La Argentina atraviesa uno de los momentos más extraños y peligrosos de su historia institucional reciente. No por una guerra. No por una invasión extranjera. No por una crisis económica inédita —aunque la situación social sea dramática—, sino porque el propio presidente de la Nación, Javier Milei, parece haber decidido transformar la investidura presidencial en un espectáculo permanente de enojo, insultos y agresiones verbales.
Lo que antes era una conferencia presidencial, hoy parece un streaming de madrugada cargado de bronca, gritos y descalificaciones. Lo que antes requería prudencia, equilibrio y responsabilidad institucional, hoy se diluye entre cámaras, aplausos militantes y frases violentas lanzadas como si gobernar un país fuera participar de una pelea callejera digital.
Y lo más grave no es solamente el tono. Lo más grave es la naturalización. Porque millones de argentinos están empezando a convivir con algo extremadamente delicado: la degradación del lenguaje presidencial como si fuera parte del entretenimiento cotidiano. El insulto ya no sorprende. La violencia verbal ya no impacta. El grito se volvió paisaje. Y cuando una sociedad se acostumbra a eso, empieza lentamente a destruir el valor del respeto institucional.

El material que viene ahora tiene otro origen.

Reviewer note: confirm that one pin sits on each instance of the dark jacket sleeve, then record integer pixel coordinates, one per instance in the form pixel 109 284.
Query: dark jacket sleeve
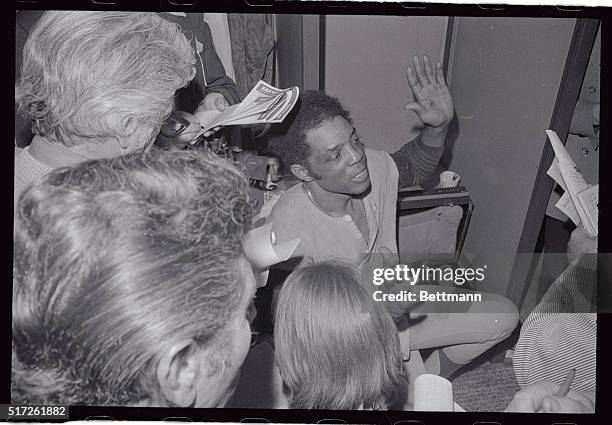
pixel 415 161
pixel 216 79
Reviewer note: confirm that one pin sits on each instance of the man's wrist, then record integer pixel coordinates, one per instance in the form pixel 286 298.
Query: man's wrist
pixel 434 137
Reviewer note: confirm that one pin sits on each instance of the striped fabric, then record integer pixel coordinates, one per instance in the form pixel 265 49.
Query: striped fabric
pixel 560 333
pixel 415 161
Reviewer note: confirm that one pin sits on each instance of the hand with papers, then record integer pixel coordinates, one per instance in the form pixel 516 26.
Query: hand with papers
pixel 211 105
pixel 263 104
pixel 580 200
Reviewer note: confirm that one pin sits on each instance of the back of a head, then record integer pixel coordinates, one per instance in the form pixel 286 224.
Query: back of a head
pixel 90 76
pixel 335 347
pixel 113 261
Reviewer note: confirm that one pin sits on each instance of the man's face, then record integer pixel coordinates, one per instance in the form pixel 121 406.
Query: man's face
pixel 337 158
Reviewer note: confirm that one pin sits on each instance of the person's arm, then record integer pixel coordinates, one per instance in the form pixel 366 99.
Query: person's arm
pixel 433 105
pixel 542 397
pixel 217 82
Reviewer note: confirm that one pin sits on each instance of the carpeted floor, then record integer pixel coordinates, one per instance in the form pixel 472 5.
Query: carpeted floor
pixel 487 388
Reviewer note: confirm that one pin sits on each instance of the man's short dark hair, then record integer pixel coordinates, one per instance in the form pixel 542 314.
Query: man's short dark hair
pixel 314 108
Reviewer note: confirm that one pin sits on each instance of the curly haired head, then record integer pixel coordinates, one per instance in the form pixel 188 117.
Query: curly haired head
pixel 113 261
pixel 335 347
pixel 314 108
pixel 93 76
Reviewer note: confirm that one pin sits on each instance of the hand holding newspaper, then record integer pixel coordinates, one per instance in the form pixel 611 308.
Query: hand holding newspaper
pixel 579 202
pixel 263 104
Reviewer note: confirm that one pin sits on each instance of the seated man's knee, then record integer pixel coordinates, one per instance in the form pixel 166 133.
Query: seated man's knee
pixel 504 318
pixel 499 316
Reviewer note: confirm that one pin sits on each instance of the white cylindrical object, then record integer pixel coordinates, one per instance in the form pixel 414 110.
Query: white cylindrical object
pixel 433 393
pixel 449 179
pixel 585 118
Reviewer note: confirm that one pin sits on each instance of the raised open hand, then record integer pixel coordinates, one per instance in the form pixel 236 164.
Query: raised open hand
pixel 433 103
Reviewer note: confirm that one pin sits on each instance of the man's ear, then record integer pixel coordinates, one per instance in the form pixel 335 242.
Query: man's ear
pixel 301 172
pixel 129 128
pixel 178 371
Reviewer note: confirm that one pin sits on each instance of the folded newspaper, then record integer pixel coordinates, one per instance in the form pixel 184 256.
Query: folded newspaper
pixel 580 200
pixel 263 104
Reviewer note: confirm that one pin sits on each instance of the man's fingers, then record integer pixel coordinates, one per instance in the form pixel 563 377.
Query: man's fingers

La Argentina no necesita un presidente perfecto. Necesita un presidente equilibrado. Un hombre capaz de soportar críticas, de controlar impulsos y de comprender que no representa únicamente a quienes lo votaron, sino también a quienes piensan distinto. Porque la democracia no se construye desde la humillación permanente del adversario. Se construye desde la convivencia.
Pero hoy pareciera que todo funciona al revés. Cada aparición pública se convierte en una demostración de furia. Cada entrevista parece una descarga emocional. Cada streaming se transforma en un ring donde el presidente pelea contra periodistas, economistas, opositores, actores, artistas o cualquier persona que ose cuestionarlo.
La gente sigue peleando para llegar a fin de mes. Sigue viendo cómo aumentan los alimentos, los servicios y el costo de vida. Sigue esperando soluciones concretas mientras desde arriba bajan gritos, insultos y espectáculos políticos cada vez más desconectados de la realidad cotidiana.
Porque una cosa es tener carácter. Y otra muy distinta es perder la compostura presidencial. Hay momentos donde la imagen resulta sinceramente alarmante. No por una cuestión ideológica, sino por el nivel de tensión permanente con el que se expresa quien ocupa el máximo cargo institucional del país. La sensación de enojo constante dejó de parecer una estrategia política y empieza a reflejar una preocupante incapacidad para convivir con el disenso.
Y en medio de todo eso, la presidencia pierde altura. La Casa Rosada no puede convertirse en un set de streaming. La Argentina no puede gobernarse desde el impulso emocional permanente. Un presidente no debería actuar como un comentarista furioso de redes sociales. Porque mientras más se degrada la palabra presidencial, más se deteriora la autoridad institucional del país entero frente al mundo.
Incluso desde lo simbólico, el daño es enorme. Ver al presidente insultando durante horas genera una sensación de desorden, de inestabilidad y de desubicación política que termina golpeando la imagen internacional de la Argentina.
Y hay algo todavía peor: la pérdida absoluta de cintura política. Porque gobernar no es solamente gritar más fuerte que el otro. Gobernar exige inteligencia emocional, capacidad de negociación y templanza. Exige saber cuándo hablar y cuándo callar. Cuándo confrontar y cuándo construir.
Pero este gobierno parece funcionar únicamente desde la confrontación permanente. Como si la política fuera una guerra psicológica diaria. Como si el enemigo estuviera en todos lados. Y sinceramente, el presidente parece tener menos cintura política que un pollo arriba de una patineta.
Todo se resuelve con enojo. Todo se responde con furia. Todo se transforma en una batalla personal. Y así, lentamente, la investidura presidencial termina reducida a una caricatura de sí misma.
La Argentina merece mucho más que un espectáculo de gritos. Merece serenidad. Merece inteligencia. Merece equilibrio. Merece un presidente que entienda que conducir un país no es humillar personas frente a una cámara, sino unir una sociedad rota y desesperanzada.
Porque un mandatario puede ganar elecciones gritando.
Pero ningún país serio se construye únicamente desde el odio.